Al Museo Adriano Bernareggi un convegno sul Romanico in Lombardia
L’Antenna Europea del Romanico conclude il primo anno di attività dando il via ad un progetto importante: un atlante digitale del Romanico in Lombardia.
Lettura 1 min.Il Centro Studi Romanico Lombardo dell’Antenna Europea del Romanico promuove infatti per sabato 14 dicembre al Museo Adriano Bernareggi il primo convegno «Romanico in Lombardia, dalla conoscenza al piano-progetto» che, aperto non solo agli addetti ai lavori ma a tutti gli appassionati dell’argomento, si propone come occasione di confronto tra studiosi di diverse aree territoriali per offrire una panoramica delle testimonianze romaniche presenti nell’area alpina e prealpina, dal Bergamasco al Varesotto, dal territorio bresciano all’area lariana fino alla Valtellina e la Val Chiavenna.
Il convegno, organizzato in collaborazione con il Museo Diocesano e l’Ateneo di Scienze, Lettere ed Arti e con il contributo di Regione Lombardia, Fondazione Cariplo e Rotary Club Bergamo Nord, è la prima tappa di un progetto che l’anno prossimo proseguirà con l’analisi della fascia territoriale Padana e che ha come obiettivo finale la realizzazione di un vero e proprio atlante del Romanico in Lombardia, una dettagliata mappatura, dagli oggetti già noti a quelli meno conosciuti perché non consolidati negli itinerari turistici.
«Non si tratta di una semplice catalogazione - ha sottolineato Gian Maria Labaa, direttore dell’Antenna, alla presentazione del convegno cui è intervenuto anche il presidente Cesare Rota Nodari - ma, una volta identificate le testimonianze, di stendere una sorta di pianificazione degli interventi necessari alla tutela e alla valorizzazione.
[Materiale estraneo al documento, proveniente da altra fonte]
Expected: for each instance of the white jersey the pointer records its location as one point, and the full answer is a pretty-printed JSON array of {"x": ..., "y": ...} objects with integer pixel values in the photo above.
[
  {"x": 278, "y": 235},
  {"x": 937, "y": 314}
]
Anche se oggi ne sfugge l’entità e la locazione, parliamo di un patrimonio di migliaia di oggetti, tra architetture, elementi plastici e pittorici e arredi, che costituisce una maglia diffusa su tutto il territorio regionale di cui dobbiamo essere consapevoli e con cui dobbiamo confrontarci».
Al convegno che si terrà dalle 9.45 alle 12.45 e, nel pomeriggio, dalle 14.45 alle 17.45, interverranno: Carla Di Francesco della Soprintendenza Regionale per i Beni e le Attività Culturali, Ettore A. Albertoni, assessore regionale alla Cultura e Pietro Petraroia della Direzione Generale Culture Identità e Autonomie della Lombardia. E ancora: Gabriele Allevi, Cesare Rota Nodari, Ezio Bolis, Gian Maria Labaa, Paolo Bossi e Lelio Pagani. Relazioneranno sulle singole aree territoriali: Marco Rossi, Guido Scaramellini, Giovanni Valagussa, Luca Rinaldi, Francesca Buonicontri.